If Hampshire do go down, which they so easily could have done last year and have looked like doing for most of this one, all is not lost

Hampshire 213 for 3 (Alsop 117*) trail Surrey 329 (Burns 101, Wheal 4-100) by 116 runs
Scorecard
If Hampshire do go down, which they so easily could have done last year and have looked like doing for most of this one, all is not lost. Unlike various sides around them, their direction of travel in Division One - even if it turns out to be too little, too late - is upward; at times in mid-season, they looked one of the weaker sides in recent top-flight memory, a collection of waifs and strays. Now, they look a team with plenty to be optimistic about.
Chief among the causes for optimism is 20-year-old Tom Alsop, an organised and stylish batsman, who scored a magnificent maiden first-class century to keep their hopes of survival alive. Hampshire have won twice this season, both against Nottinghamshire; in the first, at the Ageas Bowl, Alsop made his first Championship 50 to anchor the first innings, while at Trent Bridge in August, he made his previous highest score, 93. This innings gives them a mighty fine chance of claiming a third, season-saving win.

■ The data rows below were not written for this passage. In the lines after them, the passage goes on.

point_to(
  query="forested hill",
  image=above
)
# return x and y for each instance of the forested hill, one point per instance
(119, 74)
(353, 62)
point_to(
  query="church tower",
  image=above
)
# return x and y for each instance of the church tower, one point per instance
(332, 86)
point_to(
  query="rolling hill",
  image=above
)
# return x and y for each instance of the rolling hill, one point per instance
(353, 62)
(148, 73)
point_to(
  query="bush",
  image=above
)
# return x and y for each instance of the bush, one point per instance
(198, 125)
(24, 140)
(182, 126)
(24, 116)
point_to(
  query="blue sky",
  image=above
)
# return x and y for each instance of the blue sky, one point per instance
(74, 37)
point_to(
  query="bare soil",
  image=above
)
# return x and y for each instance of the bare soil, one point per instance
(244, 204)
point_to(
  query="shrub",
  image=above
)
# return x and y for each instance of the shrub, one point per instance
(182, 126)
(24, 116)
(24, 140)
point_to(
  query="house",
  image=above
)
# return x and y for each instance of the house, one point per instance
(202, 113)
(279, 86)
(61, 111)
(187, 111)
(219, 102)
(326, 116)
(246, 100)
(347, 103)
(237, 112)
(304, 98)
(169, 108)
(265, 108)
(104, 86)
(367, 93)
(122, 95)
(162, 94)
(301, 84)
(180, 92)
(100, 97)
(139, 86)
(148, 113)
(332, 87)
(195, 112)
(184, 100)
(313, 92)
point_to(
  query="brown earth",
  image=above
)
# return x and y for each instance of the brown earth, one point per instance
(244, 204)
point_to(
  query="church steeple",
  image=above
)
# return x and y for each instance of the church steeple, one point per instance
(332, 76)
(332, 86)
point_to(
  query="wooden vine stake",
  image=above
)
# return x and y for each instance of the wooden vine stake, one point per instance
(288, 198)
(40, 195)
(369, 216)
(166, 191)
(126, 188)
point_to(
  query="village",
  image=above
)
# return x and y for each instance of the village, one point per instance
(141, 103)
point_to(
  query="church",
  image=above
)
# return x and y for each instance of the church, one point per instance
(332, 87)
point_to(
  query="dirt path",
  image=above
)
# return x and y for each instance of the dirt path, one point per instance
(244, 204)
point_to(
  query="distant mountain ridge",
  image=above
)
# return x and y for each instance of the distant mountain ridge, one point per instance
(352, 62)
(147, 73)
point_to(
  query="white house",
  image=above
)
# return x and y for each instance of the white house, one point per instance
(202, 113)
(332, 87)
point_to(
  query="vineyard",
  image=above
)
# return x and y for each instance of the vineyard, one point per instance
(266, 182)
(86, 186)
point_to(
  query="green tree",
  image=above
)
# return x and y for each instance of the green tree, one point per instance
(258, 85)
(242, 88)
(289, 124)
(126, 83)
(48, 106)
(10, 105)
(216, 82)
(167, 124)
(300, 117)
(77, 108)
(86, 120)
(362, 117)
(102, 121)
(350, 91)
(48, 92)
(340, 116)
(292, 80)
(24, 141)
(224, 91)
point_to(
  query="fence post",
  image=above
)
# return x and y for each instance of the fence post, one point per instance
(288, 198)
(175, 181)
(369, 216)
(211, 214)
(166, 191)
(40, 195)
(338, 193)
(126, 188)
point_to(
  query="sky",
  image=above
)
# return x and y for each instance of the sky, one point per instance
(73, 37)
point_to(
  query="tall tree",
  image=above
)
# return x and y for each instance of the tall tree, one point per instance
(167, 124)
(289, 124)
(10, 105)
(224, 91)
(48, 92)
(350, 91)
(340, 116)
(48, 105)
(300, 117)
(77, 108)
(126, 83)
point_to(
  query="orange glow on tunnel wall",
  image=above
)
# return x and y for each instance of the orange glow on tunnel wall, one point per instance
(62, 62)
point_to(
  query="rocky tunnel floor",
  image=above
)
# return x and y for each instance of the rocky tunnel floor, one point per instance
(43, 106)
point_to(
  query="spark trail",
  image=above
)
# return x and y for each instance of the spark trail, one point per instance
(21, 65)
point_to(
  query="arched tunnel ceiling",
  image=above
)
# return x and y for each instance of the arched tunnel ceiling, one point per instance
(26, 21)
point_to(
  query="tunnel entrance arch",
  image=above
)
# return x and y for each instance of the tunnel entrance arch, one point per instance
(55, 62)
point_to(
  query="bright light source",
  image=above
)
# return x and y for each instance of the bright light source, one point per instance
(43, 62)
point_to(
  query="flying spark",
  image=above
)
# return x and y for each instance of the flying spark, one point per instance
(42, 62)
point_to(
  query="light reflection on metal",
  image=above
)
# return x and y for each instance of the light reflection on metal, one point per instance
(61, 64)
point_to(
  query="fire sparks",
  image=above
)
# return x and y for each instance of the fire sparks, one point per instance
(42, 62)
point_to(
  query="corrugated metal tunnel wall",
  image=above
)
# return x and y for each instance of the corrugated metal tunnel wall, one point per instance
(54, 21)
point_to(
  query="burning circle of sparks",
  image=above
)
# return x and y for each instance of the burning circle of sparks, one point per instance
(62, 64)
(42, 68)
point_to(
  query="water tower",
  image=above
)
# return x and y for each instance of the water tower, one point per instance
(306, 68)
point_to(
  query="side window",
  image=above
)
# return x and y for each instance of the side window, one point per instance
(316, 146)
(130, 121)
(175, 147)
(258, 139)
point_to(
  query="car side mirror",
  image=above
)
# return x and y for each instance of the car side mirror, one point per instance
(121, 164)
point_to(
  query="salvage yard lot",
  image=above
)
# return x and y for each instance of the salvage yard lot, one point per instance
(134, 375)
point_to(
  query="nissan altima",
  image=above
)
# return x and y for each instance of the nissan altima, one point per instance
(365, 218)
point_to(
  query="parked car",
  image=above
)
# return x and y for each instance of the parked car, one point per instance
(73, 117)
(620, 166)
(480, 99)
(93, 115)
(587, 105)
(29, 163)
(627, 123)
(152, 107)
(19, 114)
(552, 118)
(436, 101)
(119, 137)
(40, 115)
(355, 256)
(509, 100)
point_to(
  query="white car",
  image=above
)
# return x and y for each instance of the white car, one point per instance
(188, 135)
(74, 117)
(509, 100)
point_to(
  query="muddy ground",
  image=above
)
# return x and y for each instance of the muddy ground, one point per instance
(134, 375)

Conditions for batting - much of the day was baked in sun, and the typically Ovalish pitch seemed to flatten as the ball came on nicely - were much improved. On day one, Surrey's eventual 329, topped off before lunch by a roistering unbeaten 41 from Gareth Batty, looked a very fine score. But by the close of the second, Alsop had run Surrey - who largely bowled extremely well - ragged; not only was he dropped twice - at second slip on 72, and at square-leg on 91 - but he was the beneficiary of four overthrows late in the day, too.
Alsop came to the crease in trying circumstances, as Tom Curran bowled a magical spell after lunch, beating Jimmy Adams' outside edge - from over and round the wicket - numerous times, before finally finding it. Alsop was himself beaten, but soon settled, cleanly cutting Mark Footitt twice through backward point. Anything on his legs was flicked from fine-leg to wide mid-on, while his driving was crisp and precise - all the way from point to down the ground, off front and back foot - too.
He raced to 55 in 60 balls, but then as Hampshire lost Will Smith - with whom Alsop shared 92 before Smith edged Footitt behind - then James Vince, he did not score for 40 balls. "It was a case of getting through," he said. "It requires patience, and I'm not always the most patient person so I'm pretty pleased to get there."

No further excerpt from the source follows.